The work of Nika Ham follows this tradition but turns it upside down. In her case, the setting is, in a way, a conventional one (a museum), but her actions are unauthorized and unpredictable. She works as a guardian at Moderna galerija, Ljubljana’s Museum of Modern Art, and when no one is watching, she performs, using the space as if it were her own studio. Her actions are simple, repetitive and humorous, all centred around the idea of using the body to interact with public space: “the Museum of Modern Art is as familiar to me as my room since I spend the same amount of time in both,” says the artist, highlighting one of the most interesting aspects of the project: the merging of private and public spheres. “When there is nobody in the space, I appropriate it, so I can perform visual compositions, delineate the architecture, introduce a new logic of movement and seeing merely with my own body.” This kind of performance, which relies on the artist’s body to build a relationship with the space and with the viewer, is reminiscent of many works of the sixties and seventies. In particular, Bruce Nauman’s early videotapes come to mind, the ones in which the American artist measures the space of the studio with his steps, bounces repeatedly against a wall or spins around one foot in different directions. All these actions were captured in real time on a fixed camera. In Nika Ham’s work the camera is also fixed because the artist takes advantage of the museum’s surveillance system. The footage is then edited and converted into short videos or animated gifs, in order to be published on the Internet on different social media platforms: Giphy, Instagram, Facebook and Tumblr.

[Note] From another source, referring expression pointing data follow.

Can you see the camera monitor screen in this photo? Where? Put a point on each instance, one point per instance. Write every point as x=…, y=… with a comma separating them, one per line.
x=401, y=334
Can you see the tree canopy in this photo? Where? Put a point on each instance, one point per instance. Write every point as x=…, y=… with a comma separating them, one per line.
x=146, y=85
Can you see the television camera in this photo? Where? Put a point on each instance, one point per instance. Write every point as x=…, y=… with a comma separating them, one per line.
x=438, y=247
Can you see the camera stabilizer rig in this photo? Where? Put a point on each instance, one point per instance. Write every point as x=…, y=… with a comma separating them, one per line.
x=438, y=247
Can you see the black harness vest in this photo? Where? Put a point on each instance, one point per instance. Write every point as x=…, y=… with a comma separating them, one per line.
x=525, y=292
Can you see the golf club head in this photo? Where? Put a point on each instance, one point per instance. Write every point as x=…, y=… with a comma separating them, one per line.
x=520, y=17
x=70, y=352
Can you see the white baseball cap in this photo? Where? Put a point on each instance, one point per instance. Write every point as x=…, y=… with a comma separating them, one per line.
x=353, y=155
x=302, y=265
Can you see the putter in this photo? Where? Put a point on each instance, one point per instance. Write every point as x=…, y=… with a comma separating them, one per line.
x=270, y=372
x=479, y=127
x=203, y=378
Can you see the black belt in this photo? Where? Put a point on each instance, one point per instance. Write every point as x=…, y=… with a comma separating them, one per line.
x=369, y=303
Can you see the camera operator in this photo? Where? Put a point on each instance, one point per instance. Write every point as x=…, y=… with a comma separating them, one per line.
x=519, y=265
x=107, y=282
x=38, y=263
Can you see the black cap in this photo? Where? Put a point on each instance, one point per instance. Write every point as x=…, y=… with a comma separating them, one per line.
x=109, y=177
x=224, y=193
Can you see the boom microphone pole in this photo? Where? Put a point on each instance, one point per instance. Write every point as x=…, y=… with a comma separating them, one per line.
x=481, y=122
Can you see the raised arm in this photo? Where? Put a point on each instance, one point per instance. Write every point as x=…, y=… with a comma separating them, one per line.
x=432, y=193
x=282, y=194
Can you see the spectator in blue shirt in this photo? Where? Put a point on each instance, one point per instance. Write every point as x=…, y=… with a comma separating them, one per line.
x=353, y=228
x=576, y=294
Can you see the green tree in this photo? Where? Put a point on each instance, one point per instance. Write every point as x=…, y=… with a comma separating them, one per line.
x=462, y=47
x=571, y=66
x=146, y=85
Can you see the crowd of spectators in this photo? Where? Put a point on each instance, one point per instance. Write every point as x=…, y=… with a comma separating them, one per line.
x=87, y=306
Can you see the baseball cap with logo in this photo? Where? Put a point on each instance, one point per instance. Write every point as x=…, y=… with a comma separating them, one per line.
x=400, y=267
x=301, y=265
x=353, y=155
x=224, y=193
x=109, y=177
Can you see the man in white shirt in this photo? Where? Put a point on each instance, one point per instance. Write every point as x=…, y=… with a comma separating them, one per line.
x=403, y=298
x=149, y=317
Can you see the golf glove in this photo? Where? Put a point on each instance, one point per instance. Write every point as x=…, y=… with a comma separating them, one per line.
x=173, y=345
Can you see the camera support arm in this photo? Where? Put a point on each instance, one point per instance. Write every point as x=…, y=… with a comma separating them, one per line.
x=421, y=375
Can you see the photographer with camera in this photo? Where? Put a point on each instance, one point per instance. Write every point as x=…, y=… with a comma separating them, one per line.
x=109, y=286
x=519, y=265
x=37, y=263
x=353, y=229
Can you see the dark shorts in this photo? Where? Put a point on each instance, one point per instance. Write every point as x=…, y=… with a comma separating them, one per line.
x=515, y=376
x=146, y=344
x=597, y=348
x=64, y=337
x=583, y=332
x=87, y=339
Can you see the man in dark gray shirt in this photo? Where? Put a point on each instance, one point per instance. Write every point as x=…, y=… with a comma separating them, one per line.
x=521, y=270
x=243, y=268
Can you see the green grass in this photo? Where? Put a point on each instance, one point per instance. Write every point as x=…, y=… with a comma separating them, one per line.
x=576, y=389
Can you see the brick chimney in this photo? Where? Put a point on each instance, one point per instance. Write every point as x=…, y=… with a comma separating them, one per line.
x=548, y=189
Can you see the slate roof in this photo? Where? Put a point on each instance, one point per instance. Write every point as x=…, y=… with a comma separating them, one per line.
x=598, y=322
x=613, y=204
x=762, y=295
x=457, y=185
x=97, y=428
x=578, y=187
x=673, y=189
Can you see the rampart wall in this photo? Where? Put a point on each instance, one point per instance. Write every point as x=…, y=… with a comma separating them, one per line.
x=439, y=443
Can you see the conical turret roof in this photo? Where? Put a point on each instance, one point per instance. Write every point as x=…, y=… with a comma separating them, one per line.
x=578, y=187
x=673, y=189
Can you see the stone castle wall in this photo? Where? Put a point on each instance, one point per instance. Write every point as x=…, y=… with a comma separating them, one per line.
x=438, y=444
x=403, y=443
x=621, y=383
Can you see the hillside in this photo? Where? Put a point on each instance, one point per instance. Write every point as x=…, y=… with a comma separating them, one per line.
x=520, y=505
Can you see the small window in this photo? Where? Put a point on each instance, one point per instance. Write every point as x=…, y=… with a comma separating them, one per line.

The artist here acts as a parasite: she exploits the location and its infrastructure to build a whole new narration. A story made of inappropriate behaviours: she lies down on the floor, runs around the room on a chair with wheels, jumps up and down, wears masks and hides inside cardboard boxes. The actions are short and repetitive and make the artist similar to a pixelated character in a vintage videogame. The dissemination of Nika Ham’s tiny subversive actions trough the web is the logical culmination of the project: something that was enacted in total solitude, far from human eyes, is then poured inside the place of visibility par excellence, closing the (short) circuit. From the public to the private and back.